The Bridgwater Poor Law Union was formed in 1836 and covered the Somerset parishes of Ashcot, Asholt, Bawdrip, Bridgwater (5), Broomfield, Cannington (2), Catcot, Charlinch, Chedzoy, Chilton-under-Poldon, Chilton Trinity, Cossington, Durleigh, Edington, Hamlets of Edstock and Beer, Enmore, Fiddington, Goathurst, Greinton, Huntspill (2), Lyng, Michael Church, Middlezoy, Moorlinch, Othery, Pawlet, North Petherton (3), Otterhampton, Overstowey, Puriton with Woollavington, Shapwick, Spaxton, Stockland Bristol, Stowell, Nether Stowey, Sutton Mallet, Thurloxton, Wembdon, Woolavington, Western Zoyland.
To begin with the old parish workhouses in Bridgwater and North Petherton were pressed into service as workhouses for the new union. Bridgwater was calculated as being able to accommodate 112, although as it only had 40 beds, this relied on at least two adults or six children sharing each bed. North Petherton was estimated as being able to accommodate 100 children. In the winter of 1836-7, a severe outbreak of dysentery led to many deaths amongst the inmates.

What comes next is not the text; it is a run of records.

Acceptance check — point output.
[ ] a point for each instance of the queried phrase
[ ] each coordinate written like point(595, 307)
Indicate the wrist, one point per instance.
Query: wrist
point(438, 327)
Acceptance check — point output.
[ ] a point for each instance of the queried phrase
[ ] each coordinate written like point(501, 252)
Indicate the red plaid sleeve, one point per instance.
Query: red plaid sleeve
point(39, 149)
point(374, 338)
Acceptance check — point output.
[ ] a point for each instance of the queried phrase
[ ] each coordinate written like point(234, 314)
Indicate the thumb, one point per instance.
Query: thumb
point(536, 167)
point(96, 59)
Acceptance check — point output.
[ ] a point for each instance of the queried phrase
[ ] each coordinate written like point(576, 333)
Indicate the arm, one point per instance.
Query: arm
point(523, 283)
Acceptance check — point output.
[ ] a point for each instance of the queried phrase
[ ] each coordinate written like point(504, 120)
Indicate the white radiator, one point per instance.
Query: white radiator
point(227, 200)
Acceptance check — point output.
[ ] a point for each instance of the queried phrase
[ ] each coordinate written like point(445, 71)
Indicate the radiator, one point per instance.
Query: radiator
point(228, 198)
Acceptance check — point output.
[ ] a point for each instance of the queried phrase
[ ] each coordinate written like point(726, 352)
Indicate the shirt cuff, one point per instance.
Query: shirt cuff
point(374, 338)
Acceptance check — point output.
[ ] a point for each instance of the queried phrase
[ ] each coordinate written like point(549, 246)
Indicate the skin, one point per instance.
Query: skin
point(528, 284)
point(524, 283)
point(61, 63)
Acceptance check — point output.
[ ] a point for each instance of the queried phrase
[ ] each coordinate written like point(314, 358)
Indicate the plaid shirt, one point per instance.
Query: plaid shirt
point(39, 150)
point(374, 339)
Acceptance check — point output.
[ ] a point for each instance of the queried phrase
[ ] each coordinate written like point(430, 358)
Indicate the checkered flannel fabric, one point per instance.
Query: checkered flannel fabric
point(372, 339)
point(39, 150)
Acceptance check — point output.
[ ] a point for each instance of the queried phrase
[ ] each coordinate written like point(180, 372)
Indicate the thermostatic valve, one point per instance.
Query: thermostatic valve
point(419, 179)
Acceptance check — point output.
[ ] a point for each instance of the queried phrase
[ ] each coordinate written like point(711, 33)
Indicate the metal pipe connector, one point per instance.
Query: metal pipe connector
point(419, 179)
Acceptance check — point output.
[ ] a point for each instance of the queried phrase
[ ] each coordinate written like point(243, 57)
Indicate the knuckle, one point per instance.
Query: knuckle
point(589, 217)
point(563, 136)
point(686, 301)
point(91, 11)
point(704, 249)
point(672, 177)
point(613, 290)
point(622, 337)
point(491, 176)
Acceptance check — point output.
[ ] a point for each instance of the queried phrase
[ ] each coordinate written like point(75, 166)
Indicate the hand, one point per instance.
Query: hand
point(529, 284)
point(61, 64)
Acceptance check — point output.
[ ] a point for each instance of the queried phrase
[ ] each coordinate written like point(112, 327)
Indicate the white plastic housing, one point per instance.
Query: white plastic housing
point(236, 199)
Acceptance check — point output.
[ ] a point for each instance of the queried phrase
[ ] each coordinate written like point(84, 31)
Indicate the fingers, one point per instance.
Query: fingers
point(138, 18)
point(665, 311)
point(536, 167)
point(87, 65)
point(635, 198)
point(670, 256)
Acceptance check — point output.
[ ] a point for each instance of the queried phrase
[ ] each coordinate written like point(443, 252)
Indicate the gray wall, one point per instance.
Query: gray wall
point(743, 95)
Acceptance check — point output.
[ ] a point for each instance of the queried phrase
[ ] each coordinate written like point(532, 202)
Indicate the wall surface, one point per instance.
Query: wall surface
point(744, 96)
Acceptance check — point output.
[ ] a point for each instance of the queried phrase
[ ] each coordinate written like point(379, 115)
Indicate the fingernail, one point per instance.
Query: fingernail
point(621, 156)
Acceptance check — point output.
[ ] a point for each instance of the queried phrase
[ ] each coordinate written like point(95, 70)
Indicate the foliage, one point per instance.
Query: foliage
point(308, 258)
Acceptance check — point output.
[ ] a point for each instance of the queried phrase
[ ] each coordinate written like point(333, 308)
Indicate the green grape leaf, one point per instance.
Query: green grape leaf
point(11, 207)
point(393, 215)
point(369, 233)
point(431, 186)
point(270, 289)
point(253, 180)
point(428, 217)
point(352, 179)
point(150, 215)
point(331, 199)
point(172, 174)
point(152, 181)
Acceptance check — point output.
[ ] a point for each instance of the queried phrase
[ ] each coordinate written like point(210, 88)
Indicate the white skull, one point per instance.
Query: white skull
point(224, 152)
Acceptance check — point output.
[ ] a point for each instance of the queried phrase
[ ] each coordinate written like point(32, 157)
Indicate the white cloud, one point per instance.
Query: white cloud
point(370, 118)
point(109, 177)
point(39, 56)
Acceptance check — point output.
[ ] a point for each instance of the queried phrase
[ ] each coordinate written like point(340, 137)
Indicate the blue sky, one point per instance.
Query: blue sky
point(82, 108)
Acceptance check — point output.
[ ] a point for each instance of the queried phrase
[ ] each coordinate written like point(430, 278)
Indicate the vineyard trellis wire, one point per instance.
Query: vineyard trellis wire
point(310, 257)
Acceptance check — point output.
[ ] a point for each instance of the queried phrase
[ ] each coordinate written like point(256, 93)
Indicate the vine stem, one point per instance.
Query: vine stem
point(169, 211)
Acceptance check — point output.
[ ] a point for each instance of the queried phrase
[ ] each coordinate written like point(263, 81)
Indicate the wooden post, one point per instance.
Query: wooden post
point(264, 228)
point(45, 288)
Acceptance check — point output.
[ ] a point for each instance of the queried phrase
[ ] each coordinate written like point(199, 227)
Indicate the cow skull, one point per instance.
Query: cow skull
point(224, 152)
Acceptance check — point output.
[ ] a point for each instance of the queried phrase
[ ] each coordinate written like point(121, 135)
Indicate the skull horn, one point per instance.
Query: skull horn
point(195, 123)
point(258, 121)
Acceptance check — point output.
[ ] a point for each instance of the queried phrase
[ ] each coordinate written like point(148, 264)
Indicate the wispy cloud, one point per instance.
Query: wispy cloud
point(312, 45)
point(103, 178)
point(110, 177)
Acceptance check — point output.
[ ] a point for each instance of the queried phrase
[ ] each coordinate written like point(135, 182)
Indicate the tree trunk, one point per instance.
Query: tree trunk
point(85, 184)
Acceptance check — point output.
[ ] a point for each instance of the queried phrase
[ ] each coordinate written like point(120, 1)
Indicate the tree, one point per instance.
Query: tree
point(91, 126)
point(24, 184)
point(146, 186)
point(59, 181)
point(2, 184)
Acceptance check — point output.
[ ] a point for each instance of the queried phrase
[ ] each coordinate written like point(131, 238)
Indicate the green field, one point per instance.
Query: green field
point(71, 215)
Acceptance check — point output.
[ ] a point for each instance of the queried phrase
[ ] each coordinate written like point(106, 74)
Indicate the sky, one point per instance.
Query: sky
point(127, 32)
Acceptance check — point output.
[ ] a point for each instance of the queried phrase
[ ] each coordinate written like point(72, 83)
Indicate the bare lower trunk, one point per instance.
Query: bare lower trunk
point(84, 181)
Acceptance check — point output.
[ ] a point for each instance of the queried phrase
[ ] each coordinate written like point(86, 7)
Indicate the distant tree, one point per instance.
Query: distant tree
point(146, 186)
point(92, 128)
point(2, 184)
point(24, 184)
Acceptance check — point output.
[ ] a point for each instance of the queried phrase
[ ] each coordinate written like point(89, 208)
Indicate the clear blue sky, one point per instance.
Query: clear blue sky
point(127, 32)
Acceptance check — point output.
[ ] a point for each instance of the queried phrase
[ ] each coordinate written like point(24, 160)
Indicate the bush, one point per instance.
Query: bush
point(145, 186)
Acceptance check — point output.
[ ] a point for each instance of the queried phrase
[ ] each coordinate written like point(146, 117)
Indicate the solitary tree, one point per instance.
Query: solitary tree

Local anti-new-poor-law activist John Bowen began a campaign against conditions in the workhouse which he described as “murderous pesthouses”. He blamed the inmates’ diet diet for their illness, especially its large component of gruel. Bowen also accused the Bridgwater Guardians of deliberating placing a vagrant with fever in the workhouse with the aim of infecting and killing inmates. New inmates had also continued to be admitted to the workhouse while an outbreak of typhus fever was raging, resulting in the death of three children from one family.
A new Bridgwater Union workhouse was erected in 1836-7 at the west side of Northgate in Bridgwater. Although much larger than the old buildings it replaced, the new workhouse building was another target of John Bowen’s attacks. He quoted official figures which showed that prison cells gave convicts 1000 cubic feet of space each, whilst workhouse dormitories provided only 103 cubic feet per head. Convicts also received 292 ounces of food per week while workhouse inmates received 145 ounces, half the amount.
In the early 1900s, the Bridgwater Union established a cottage home in a house at the southern end of Rodway in Cannington. The home accommodated the union’s pauper children away from the influence of workhouse.